Backpage Faces Court Sanctions Over False Statements for 3rd Time

The Missouri state attorney general has asked a court to slap the now-shuttered classified ad site Backpage.com with new criminal penalties and fines because, Josh Hawley says, the company lied to a federal judge in a lawsuit over Backpage’s role in promoting sex trafficking, according to KBRK TV News in Springfield, Missouri.

Hawley become the third law enforcement official to seek sanctions against Backpage for denying in court that it knowingly ran ads for illegal prostitution, including the trafficking of underage victims. In April, about three weeks after federal authorities seized the site and shut it down, Sheriff Tom Dart of Cook County, Illinois, asked a court to sanction Backpage.

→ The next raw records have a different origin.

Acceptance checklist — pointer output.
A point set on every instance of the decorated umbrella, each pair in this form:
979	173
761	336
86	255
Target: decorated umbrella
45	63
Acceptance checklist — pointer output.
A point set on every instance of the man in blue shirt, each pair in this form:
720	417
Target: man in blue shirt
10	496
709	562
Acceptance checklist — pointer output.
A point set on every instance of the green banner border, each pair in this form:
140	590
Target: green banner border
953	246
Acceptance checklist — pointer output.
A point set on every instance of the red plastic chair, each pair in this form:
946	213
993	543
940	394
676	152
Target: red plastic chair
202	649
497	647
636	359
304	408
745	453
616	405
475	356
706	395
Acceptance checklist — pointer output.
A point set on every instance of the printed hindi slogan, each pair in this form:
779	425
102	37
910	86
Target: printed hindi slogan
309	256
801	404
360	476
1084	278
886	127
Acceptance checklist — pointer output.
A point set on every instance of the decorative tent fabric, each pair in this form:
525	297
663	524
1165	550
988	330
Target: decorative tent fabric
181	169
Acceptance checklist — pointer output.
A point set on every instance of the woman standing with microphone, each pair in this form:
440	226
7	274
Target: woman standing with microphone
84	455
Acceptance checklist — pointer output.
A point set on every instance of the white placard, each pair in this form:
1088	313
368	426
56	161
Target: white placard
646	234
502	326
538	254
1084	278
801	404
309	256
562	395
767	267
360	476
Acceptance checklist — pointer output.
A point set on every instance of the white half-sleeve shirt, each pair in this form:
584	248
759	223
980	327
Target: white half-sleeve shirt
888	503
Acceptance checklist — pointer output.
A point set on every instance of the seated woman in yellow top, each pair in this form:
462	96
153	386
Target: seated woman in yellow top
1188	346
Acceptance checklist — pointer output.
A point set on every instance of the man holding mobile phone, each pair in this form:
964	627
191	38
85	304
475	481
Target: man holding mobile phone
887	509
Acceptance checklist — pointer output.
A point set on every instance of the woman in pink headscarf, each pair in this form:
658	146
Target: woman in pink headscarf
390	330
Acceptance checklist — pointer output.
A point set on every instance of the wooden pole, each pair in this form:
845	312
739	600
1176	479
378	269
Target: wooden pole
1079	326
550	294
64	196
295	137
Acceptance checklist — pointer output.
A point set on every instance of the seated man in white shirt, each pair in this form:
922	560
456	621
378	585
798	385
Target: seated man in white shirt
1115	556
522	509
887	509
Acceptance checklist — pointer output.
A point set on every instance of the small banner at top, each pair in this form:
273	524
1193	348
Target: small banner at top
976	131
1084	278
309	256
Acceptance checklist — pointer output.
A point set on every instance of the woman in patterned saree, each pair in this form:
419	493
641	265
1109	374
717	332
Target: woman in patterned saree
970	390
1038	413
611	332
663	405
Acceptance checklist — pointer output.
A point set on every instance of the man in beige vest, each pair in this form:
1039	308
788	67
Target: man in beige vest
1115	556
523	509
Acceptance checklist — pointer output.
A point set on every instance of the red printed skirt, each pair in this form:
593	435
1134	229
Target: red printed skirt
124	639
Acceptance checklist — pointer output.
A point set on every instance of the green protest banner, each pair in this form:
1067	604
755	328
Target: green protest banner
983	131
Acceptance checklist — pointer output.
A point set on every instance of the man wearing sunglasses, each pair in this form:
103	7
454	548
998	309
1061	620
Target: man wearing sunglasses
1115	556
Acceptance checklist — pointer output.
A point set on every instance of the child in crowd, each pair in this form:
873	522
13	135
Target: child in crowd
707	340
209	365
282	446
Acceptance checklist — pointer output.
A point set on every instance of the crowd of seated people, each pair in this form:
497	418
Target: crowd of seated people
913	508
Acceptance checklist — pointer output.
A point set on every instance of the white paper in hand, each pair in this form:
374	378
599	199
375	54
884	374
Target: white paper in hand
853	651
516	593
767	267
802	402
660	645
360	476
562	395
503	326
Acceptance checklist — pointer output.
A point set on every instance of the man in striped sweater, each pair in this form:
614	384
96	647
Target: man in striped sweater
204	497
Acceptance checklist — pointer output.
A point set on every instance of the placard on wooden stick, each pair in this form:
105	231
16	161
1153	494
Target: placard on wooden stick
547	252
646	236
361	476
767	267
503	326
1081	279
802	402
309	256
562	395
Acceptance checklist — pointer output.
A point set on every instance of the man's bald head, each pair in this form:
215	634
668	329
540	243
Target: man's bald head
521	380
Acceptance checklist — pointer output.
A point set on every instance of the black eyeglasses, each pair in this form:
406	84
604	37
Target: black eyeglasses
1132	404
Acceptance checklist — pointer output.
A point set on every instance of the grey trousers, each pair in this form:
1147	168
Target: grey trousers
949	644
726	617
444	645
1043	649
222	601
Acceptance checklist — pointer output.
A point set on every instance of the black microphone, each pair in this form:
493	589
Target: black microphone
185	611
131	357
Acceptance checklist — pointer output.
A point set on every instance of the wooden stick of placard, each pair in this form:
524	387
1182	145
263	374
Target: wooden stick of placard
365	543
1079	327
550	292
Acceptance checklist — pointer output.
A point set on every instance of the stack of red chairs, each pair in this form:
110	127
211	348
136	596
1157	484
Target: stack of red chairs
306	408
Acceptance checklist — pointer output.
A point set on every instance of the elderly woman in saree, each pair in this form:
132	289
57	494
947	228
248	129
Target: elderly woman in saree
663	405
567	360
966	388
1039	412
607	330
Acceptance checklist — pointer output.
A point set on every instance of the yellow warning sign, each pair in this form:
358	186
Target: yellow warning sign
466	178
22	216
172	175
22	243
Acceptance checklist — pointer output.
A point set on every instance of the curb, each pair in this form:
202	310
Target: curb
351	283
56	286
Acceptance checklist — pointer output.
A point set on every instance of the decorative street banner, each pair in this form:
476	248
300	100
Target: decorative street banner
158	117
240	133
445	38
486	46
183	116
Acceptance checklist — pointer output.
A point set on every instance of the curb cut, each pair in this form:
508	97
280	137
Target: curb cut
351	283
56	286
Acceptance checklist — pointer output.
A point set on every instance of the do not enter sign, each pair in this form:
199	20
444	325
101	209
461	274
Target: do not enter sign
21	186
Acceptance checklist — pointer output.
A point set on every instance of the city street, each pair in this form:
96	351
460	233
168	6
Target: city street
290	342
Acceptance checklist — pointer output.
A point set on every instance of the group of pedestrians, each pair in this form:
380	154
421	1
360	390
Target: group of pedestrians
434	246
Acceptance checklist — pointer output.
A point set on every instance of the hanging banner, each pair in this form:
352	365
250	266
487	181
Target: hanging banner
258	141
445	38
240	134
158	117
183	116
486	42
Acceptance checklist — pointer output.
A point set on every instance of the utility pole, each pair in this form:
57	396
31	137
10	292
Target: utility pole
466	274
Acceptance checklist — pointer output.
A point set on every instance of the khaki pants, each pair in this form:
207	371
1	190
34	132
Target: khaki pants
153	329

The site had sued Dart over his attempt to persuade major credit card companies to cut Backpage off, claiming that Dart was violating its First Amendment rights. In the 2015 lawsuit, Backpage denied that it knowingly took ads for the sex trafficking of children.

The company said the same thing in a 2017 lawsuit against Hawley, in which Backpage tried to shut down Hawley’s investigation into the site’s alleged trafficking involvement. And earlier this month a judge in Pierce County, Washington, ordered the company to pay $200,000 to two girls who say they were trafficked via the site, The Olympian newspaper reported.

In that court case, Backpage also denied that they knowingly ran ads for sex trafficking in underage kids.

But in early April, Backpage CEO Carl Ferrer took a plea deal and agreed to cooperate with prosecutors, as AVN.com reported. As part of that deal, Ferrer, 57, admitted that Backpage knowingly ran ads for illegal sex services, and even edited advertisements specifically to conceal the true nature of the services being advertised.

Ferrer’s admissions to prosecutors directly contradict earlier denials made by the company, including those made in legal documents and lawsuits filed by Backpage against law enforcement.

The company’s lawsuit against Hawley in Missouri, claiming that Hawley’s investigation violated the site’s First Amendment rights, was tossed by a federal judge last November. But the attorney general now wants a court to impose new penalties, including forcing Backpage to pay back the state for legal costs incurred fighting the Backpage lawsuit.

Despite Ferrer’s guilty plea, the site’s co-founders—Michael Lacey and James Larkin—have entered not guilty pleas on a 93-count indictment that hits them with money laundering charges. Their trial is not scheduled to begin until January of 2020.